You can see all the tubing going down hill. I have a tank at the bottom of the hill. Right here we have about 10-12 cords of wood. Usually I have 7 of these racks and I have other wood that’s closer by and you can pull the whole rack with a winch right up to the door on these tracks but, this year, we had a really bad year. The weather just wasn’t right. I only made about 70% of my average crop and in the area people only made 50% to 90% of the crop but most made ½ to 2/3. The weather was really cold and then it warmed up right away. What we really need for sugaring are cool nights below freezing, say 25 degrees is really good, and then a warm day, but, not a hot day, like 45 degrees or upper 40’s is fine, and what its really doing when the tree at night starts to freeze, it creates a vacuum in the tree and it sucks sap up and then the next day when the sun comes up it pressurizes the tree so that’s when the sap will run. The warmth just causes the sap and the cells to expand and it creates pressure in the tree and then it will run out into either your tubing or your bucket. We always hang a couple of hundred buckets on the trees where tubing systems just wouldn’t work, so this year we never really had a good run of sap. All the set up and clean up is the same no matter if you make 100 gallons or 300 gallons, so I have some wood left over, that’s a plus. I didn’t use quite as much, but these are all the racks I used, these four racks. So this year I’ll be filling the racks up, that’s one of the important things is to keep the wood dry.

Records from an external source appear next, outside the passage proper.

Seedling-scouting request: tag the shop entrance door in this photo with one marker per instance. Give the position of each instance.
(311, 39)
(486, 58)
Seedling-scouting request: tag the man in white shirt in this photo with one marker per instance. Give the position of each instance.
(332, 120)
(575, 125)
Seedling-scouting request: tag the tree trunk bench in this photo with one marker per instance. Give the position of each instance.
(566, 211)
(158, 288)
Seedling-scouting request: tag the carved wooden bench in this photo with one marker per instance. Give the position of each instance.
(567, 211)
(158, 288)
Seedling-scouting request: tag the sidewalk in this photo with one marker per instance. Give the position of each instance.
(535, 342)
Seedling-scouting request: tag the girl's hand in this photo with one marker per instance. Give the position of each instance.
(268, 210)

After I take off the sap from the evaporator right here it has to be filtered and I’ll bring it over and I have a filter press and usually there’d be a bucket hanging here. I would dump the sap, and its not sap anymore, its syrup to be filtered and we’d pump it through a series of papers to get the niter out of it. Niter is like the limestone that’s in the syrup it just comes up from the sap from the tree it’s in the water around here too if you boil water around here you will get a settlement in your tea pot.  So you pump into this canner and it has a little propane heater under there so we heat it up to 180 degrees and then we can can it. We have some different size containers but right now I’m limited to these maple glass containers. So on a rainy day it’s a good project

K- Who do you usually deliver the syrup to? Local people?

R- People come to the door all the time for syrup and the Chocolate Barn is a good customer, Arlington Inn, they use it in the kitchen. I bring up a few gallons to them every month, or so just word of mouth. It just goes. Then there are always the charities, the Shaftsbury 6th grade raffle. These are samples of the syrup that I take throughout the season and everyday that we are boiling I take a sample and we put it up there ( on the windowsill) and this is the first syrup that we made and it was fancy then it went to a medium amber which is slightly darker than the fancy but it stayed you can see how constant it was throughout the season it’s a real nice medium amber syrup and over here towards the end it got darker these actually were not from what I made this season these (the last two samples on the right) were from some of my canning projects so you can see that this was really darker and this was some grade C some cooking syrup that we made at the very end.

K- What’s the difference between the grades?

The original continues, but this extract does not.